Warm the broth and throw in saffron threads; let sit on low heat for at least 15 minutes. Be careful not to let this boil. Meanwhile, toast the pinenuts in a small amount of olive oil, in a large pot till browned. Remove and set aside. Using the same pot and adding more oil, saute the garlic, red onion and red pepper with spices. Cover the pot and let sit for a couple of minutes. Add the saffron broth and bring to a boil. Once mixture is boiling, remove from heat and stir in couscous. Keep fluffing couscous while stirring in butter, then the pinenuts, raisins and chives. Ready to serve once couscous reaches desired consistency. Serves 4.

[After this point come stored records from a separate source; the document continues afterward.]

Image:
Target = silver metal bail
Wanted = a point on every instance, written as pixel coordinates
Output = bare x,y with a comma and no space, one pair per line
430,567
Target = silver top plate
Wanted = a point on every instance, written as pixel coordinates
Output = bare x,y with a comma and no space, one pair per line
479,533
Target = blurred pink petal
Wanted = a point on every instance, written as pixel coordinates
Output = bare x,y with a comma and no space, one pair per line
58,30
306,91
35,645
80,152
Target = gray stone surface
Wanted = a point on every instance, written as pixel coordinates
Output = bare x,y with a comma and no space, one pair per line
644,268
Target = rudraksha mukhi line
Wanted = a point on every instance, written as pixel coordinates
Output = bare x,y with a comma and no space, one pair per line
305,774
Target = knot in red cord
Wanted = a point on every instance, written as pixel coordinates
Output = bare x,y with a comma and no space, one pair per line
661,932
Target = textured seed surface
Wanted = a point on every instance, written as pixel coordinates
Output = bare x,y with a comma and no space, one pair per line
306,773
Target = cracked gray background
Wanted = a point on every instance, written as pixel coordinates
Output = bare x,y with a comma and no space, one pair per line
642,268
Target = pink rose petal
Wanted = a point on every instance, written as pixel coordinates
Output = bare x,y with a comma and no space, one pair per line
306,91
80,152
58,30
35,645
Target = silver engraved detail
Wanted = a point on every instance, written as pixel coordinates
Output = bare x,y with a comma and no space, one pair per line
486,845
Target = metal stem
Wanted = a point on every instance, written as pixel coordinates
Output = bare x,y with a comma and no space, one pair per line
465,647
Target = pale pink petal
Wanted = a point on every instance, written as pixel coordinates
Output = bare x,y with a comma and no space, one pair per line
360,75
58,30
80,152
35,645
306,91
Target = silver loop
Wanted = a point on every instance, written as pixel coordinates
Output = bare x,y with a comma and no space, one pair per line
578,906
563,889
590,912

Tamarind is available in many forms. If you get the dried powder (which I did), this is not as strong as say, the pulp concentrate. Depending on how much saffron you use – for the money you pay for it nobody wants to overpower the saffron - adjust accordingly)

Slow-Roasted Tomatoes Stuffed with Spinach
8 medium-to-large cluster tomatoes
balsamic vinegar
1 bag spinach
1 onion, well chopped
1 clove garlic, minced
breadcrumbs
some heavy cream (not too much)
pinch of thyme
s/p

Preheat oven at 350F. Remove tops from tomatoes, scoop out the pulp and reserve; turning tomatoes upside down on a paper towel to dry. Lay tomatoes out on roasting pan, salt heavily and season with balsamic vinegar and olive oil. Separately, saute garlic and onion, adding thyme and later, the tomato pulp and breadcrumbs. Meanwhile, cook spinach in saucepan of salted, almost-boiling water for 3 minutes until almost wilted. Drain and add spinach to garlic and onion mix. saute for a while more, add cream and cook down a little before removing from heat. Spoon this spinach-cream mixture into the tomatoes and roast uncovered at 250 for two hours. Serves 4.

As tomatoes go out of season, slow-roasting becomes an easy method to extract the fullest flavour from even the most disappointing of tomatoes. Plus, I'm a huge fan of roasting stuff because of the minimal workload - you just stuff it in the oven and go check your email. Do not hold back on the balsamic vinegar for this one. For aesthetic purposes, you can save the tomato tops and replace when serving, for presentation. Or, you can melt some cheese (mozzarella if you're classy, Kraft singles if you're not) on top of the roasted tomatoes, it all sounds good to me. I just served them as is – they looked pretty damn delicious to me, and did not disappoint.